Another regulation will address insurance firms’ “medical loss ratios” -- the percentage of income spent on actual healthcare. The law says this can be no lower than 85% for large group plans and 80% for individual and small group policies, but regulations will specify exactly what should qualify as a medical expense, a level of oversight that hasn’t existed before.


“Right now, the insurance industry could tell us the sky was blue and we wouldn’t believe them,” Len Nichols, a health economist at George Mason University, told me last week. “So the transparency mandated in this bill is very good.”

Yet while the feds will make the rules on insurance company behavior, it will be up to the states to enforce them. That means there could be up to 50 different levels of oversight. Some states will have plenty of resources for enforcement, some very little.

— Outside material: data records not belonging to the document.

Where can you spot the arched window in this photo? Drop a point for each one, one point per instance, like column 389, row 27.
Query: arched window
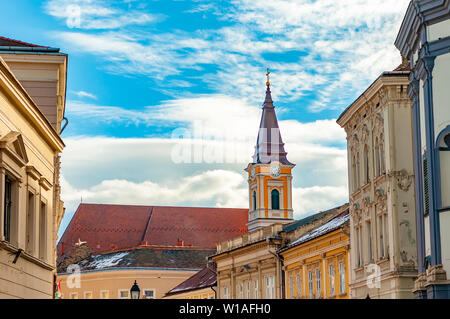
column 275, row 199
column 382, row 159
column 358, row 168
column 366, row 164
column 377, row 158
column 355, row 184
column 443, row 177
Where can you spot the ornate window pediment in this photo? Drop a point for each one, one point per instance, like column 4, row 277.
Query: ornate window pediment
column 13, row 144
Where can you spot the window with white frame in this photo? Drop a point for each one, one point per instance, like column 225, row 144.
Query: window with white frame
column 149, row 293
column 270, row 287
column 124, row 294
column 318, row 284
column 310, row 285
column 241, row 291
column 291, row 287
column 248, row 290
column 43, row 231
column 332, row 280
column 226, row 292
column 30, row 223
column 342, row 278
column 299, row 286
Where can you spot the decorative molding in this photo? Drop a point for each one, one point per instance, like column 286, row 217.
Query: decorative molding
column 404, row 180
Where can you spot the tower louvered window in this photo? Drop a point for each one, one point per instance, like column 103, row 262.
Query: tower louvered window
column 275, row 199
column 425, row 186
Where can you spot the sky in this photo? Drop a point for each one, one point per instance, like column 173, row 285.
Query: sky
column 164, row 97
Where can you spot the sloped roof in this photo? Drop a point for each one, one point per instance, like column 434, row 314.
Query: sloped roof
column 112, row 227
column 203, row 279
column 166, row 258
column 335, row 223
column 269, row 145
column 298, row 223
column 16, row 43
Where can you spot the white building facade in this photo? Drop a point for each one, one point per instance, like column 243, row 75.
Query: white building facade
column 424, row 39
column 381, row 187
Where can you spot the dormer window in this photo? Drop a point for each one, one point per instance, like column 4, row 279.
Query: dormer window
column 443, row 156
column 275, row 199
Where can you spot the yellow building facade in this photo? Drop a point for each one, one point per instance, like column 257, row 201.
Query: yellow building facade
column 316, row 265
column 30, row 205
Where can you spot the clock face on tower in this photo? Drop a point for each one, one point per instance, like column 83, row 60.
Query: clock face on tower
column 274, row 169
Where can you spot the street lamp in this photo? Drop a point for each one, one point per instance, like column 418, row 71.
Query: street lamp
column 135, row 291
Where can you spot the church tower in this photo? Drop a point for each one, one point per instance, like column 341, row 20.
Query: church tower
column 269, row 175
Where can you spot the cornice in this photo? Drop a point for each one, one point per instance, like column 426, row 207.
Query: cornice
column 384, row 80
column 419, row 15
column 13, row 87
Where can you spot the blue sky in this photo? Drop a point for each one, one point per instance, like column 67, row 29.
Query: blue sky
column 139, row 70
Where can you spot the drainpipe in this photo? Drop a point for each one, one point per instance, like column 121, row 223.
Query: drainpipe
column 215, row 292
column 280, row 264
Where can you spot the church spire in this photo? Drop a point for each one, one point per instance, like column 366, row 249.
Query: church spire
column 269, row 146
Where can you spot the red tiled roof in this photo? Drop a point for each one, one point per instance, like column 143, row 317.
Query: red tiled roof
column 16, row 43
column 110, row 227
column 200, row 280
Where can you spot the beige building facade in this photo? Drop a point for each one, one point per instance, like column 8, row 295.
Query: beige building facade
column 381, row 187
column 116, row 283
column 30, row 206
column 248, row 266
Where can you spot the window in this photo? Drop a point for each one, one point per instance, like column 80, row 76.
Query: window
column 382, row 159
column 104, row 294
column 241, row 291
column 270, row 287
column 381, row 235
column 310, row 285
column 7, row 209
column 443, row 177
column 30, row 223
column 124, row 294
column 318, row 284
column 226, row 292
column 342, row 278
column 369, row 241
column 299, row 286
column 149, row 294
column 355, row 184
column 248, row 290
column 377, row 158
column 291, row 287
column 275, row 199
column 358, row 179
column 43, row 231
column 332, row 280
column 358, row 246
column 366, row 165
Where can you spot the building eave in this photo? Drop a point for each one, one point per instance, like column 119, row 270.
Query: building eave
column 29, row 107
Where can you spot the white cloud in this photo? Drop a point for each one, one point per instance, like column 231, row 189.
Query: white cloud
column 95, row 14
column 346, row 44
column 85, row 94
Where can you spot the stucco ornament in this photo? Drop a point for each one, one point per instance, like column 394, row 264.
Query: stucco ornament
column 404, row 180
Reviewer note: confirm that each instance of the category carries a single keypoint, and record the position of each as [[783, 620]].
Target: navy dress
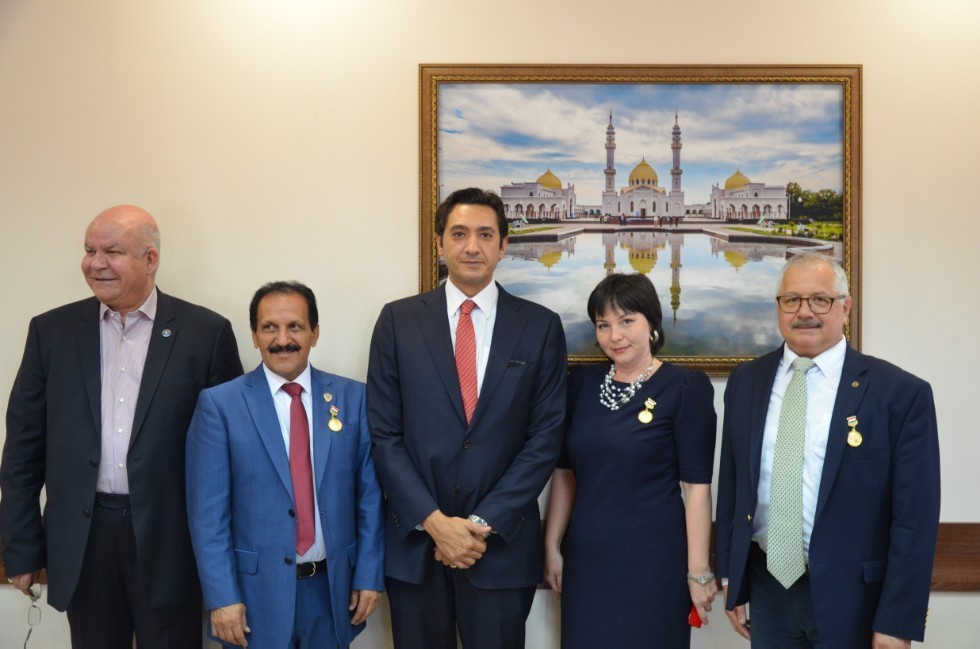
[[624, 583]]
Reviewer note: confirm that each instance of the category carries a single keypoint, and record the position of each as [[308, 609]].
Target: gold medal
[[646, 416], [854, 438], [334, 424]]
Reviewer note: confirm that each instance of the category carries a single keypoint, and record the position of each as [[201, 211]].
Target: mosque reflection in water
[[717, 296]]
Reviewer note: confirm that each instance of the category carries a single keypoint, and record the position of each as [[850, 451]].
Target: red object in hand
[[693, 618]]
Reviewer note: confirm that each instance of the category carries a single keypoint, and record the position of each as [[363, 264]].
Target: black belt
[[111, 501], [304, 570]]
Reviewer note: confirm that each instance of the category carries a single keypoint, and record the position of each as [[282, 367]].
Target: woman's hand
[[702, 596]]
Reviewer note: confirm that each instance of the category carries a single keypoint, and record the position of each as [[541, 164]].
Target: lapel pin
[[854, 438], [334, 424], [646, 415]]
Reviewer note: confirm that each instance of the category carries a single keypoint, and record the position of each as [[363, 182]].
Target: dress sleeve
[[695, 429], [574, 384]]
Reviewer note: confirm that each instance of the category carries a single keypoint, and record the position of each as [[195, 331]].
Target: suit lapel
[[259, 402], [762, 384], [507, 330], [434, 324], [850, 393], [156, 359], [89, 345], [320, 386]]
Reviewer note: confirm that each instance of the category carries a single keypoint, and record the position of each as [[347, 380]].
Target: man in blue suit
[[466, 401], [867, 512], [283, 501]]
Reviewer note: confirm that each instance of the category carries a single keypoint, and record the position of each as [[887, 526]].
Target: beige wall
[[253, 130]]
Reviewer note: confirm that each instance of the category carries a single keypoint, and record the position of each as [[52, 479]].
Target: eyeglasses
[[819, 304]]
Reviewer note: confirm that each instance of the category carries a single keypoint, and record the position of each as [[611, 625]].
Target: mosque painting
[[653, 179]]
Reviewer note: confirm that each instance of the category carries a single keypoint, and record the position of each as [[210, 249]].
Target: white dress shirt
[[123, 349], [822, 381], [483, 316], [317, 551]]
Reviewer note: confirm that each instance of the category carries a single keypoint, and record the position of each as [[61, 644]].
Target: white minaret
[[609, 193], [676, 197]]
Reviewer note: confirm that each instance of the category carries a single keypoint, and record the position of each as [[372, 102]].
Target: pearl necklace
[[613, 397]]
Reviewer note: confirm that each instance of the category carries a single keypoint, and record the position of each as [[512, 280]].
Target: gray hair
[[811, 259], [150, 235]]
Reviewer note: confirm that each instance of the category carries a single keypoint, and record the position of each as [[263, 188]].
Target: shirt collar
[[276, 382], [486, 300], [828, 362], [148, 308]]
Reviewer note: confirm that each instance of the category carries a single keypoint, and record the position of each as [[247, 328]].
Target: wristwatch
[[703, 580], [479, 520]]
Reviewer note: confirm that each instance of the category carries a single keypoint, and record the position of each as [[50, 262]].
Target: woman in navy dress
[[626, 552]]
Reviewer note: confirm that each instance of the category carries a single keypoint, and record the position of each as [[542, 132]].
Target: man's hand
[[554, 566], [23, 582], [459, 541], [882, 641], [228, 623], [363, 603], [738, 618]]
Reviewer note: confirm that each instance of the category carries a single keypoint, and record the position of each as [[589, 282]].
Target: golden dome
[[737, 180], [643, 173], [549, 180]]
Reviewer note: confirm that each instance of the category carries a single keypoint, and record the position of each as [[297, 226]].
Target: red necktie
[[300, 468], [466, 357]]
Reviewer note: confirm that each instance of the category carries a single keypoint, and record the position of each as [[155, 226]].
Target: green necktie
[[785, 542]]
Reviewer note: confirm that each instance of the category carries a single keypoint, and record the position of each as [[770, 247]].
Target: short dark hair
[[632, 293], [284, 288], [471, 196]]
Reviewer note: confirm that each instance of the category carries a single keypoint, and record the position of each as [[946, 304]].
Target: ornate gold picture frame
[[703, 177]]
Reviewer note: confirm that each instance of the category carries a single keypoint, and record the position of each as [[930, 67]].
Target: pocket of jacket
[[247, 562], [874, 571]]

In some states there will be independent regulators, in others they’ll be in bed with the insurance industry.

“Some legislatures are going to see this as an opportunity to water down the bill,” says Timothy Jost of Washington & Lee Law School.

But let’s give credit to the drafters: If any state shows it’s not up to the job, or refuses to do its part, the federal government has the power to step in.


The most contentious part of the reform act is the mandate that all Americans have health coverage, beginning in 2014. For those who don’t comply, the measure provides tax penalties of as much as $695 per adult (up to $2,085 per family), or 2.5% of household income, whichever is higher.

This provision provided reform opponents with an opportunity to gin up hallucinations of disobedient Americans carted off to tax jail. In fact, the bill rules out criminal penalties or even property liens for resisters.

“The problem with the mandate is it’s not much of a mandate, and enforcement is negligible,” says Paul Starr of Princeton University. As a result, he says, it may be economically rational for healthy, low-income people to wait to buy insurance until they’re sick, paying the penalty in the meantime.

Such a practice will drive up costs for everyone, though Starr says it can be discouraged by allowing people to sign up for policies only during annual open enrollment periods rather than any time they pleased -- so freeloaders would know they might face months without coverage if they fell sick. But that will have to be covered in regulations yet to be written.


Despite these qualms, the impression one gets from a close reading of the new healthcare law is how much better it is than might have been expected from watching the sausage being made on Capitol Hill. If implemented properly, it will transform health insurance companies from profiteering enterprises to something resembling regulated utilities, as they should be.

We’ll know more about how our healthcare dollars are spent and have more assurance that they’re being spent mostly on medical services. Health coverage will no longer be dependent on luck, wealth, or the evanescent resources or goodwill of the community or one’s employer. Why would anyone want to repeal that?